No se trata de complacencia con el sufrimiento, sino de la convicción de que la muerte de Jesús en la cruz constituyó el momento de encuentro más íntimo entre Dios y el hombre. Frente a las teologías que subrayan la omnipotencia divina, la mística sanjuanista subraya la cercanía del Dios-hombre, sumido voluntariamente en la penumbra y el desamparo para abrir camino a la esperanza.

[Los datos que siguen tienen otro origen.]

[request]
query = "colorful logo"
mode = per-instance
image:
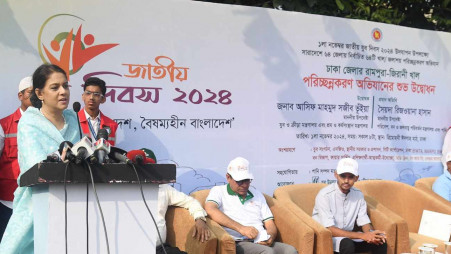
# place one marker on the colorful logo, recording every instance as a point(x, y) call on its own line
point(69, 51)
point(376, 34)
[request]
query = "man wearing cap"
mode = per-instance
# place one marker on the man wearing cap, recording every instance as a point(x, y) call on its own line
point(244, 214)
point(91, 119)
point(442, 186)
point(9, 166)
point(339, 206)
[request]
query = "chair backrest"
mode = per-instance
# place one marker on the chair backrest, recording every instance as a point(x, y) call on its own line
point(201, 196)
point(403, 199)
point(303, 195)
point(425, 183)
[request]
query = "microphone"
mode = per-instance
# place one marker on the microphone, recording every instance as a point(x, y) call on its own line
point(52, 157)
point(102, 146)
point(83, 150)
point(118, 155)
point(137, 156)
point(76, 106)
point(150, 155)
point(70, 156)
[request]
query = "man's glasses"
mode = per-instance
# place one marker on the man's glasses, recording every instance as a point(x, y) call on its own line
point(241, 182)
point(95, 94)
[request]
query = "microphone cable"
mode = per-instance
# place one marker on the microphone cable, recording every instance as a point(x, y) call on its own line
point(65, 206)
point(148, 209)
point(87, 217)
point(98, 205)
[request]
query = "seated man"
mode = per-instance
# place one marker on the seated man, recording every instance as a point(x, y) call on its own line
point(168, 196)
point(339, 206)
point(442, 186)
point(244, 214)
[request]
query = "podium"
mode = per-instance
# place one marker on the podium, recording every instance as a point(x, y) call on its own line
point(130, 228)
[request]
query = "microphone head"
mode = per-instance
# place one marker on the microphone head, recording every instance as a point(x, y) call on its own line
point(63, 145)
point(137, 156)
point(149, 161)
point(76, 106)
point(102, 133)
point(114, 149)
point(149, 154)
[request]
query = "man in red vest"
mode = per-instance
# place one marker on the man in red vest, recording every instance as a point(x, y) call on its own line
point(91, 119)
point(9, 166)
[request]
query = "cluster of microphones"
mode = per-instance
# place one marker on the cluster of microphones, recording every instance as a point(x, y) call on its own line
point(99, 152)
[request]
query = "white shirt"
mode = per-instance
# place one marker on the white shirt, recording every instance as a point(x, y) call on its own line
point(2, 145)
point(95, 123)
point(250, 211)
point(168, 196)
point(334, 208)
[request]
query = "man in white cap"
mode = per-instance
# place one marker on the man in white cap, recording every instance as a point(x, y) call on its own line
point(442, 186)
point(339, 206)
point(9, 166)
point(244, 214)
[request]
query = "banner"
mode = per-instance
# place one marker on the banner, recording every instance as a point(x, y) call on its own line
point(201, 84)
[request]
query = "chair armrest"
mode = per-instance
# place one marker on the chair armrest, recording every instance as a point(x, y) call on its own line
point(382, 222)
point(292, 230)
point(402, 230)
point(226, 244)
point(323, 236)
point(180, 226)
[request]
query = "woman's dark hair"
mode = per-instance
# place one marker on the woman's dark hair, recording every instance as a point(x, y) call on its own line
point(40, 76)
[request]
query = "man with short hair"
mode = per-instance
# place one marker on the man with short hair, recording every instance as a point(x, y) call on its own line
point(339, 206)
point(9, 166)
point(442, 186)
point(245, 215)
point(91, 118)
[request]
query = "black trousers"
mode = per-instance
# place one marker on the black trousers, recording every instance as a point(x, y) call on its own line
point(5, 214)
point(348, 246)
point(169, 250)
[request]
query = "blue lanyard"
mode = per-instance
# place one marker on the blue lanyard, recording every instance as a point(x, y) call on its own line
point(93, 133)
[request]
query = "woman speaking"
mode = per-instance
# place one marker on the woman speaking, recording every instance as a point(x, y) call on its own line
point(41, 130)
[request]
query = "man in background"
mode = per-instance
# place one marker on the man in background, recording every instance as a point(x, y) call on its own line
point(339, 206)
point(91, 118)
point(245, 215)
point(9, 166)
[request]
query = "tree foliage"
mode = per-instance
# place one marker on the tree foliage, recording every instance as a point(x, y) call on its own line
point(425, 14)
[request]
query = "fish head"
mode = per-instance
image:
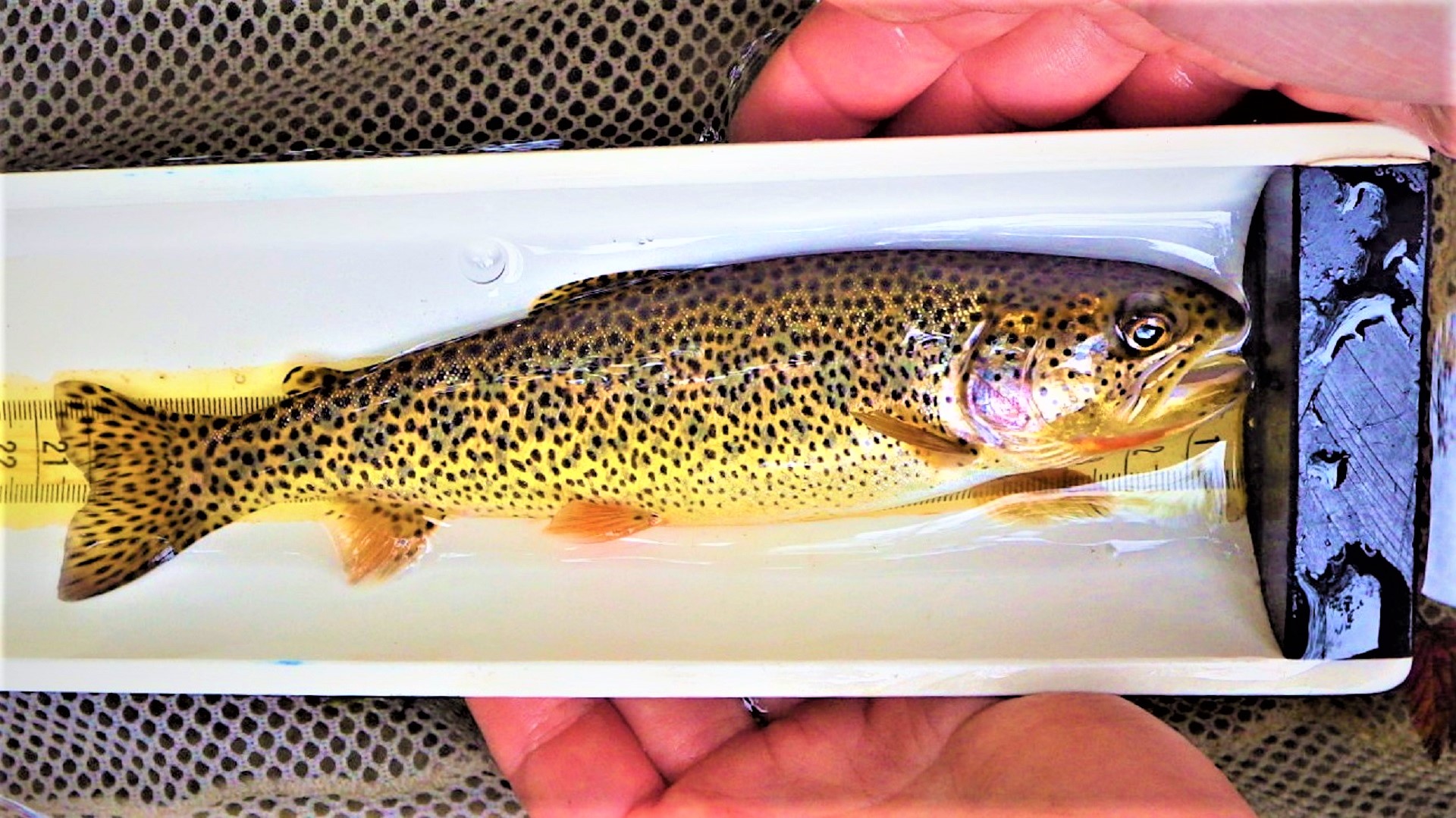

El dibujo de san Juan de la Cruz es un pequeño apunte de apenas cincuenta y siete por cuarenta y siete milímetros. El «frailecillo», por emplear una expresión de José Jiménez Lozano, se lo regaló a la hermana Ana de Jesús, que lo conservó, lo cual permitió que llegara hasta nosotros. No es una estampa piadosa, sino una imagen trágica que evoca la Crucifixión de Grünewald. El Retablo de Isenheim, que tanto obsesionó a Elias Canetti, se compuso en 1512; el dibujo del carmelita descalzo, alrededor de 1572. Podemos suponer que esa proximidad temporal acredita la existencia de un tipo de espiritualidad que circulaba por toda Europa.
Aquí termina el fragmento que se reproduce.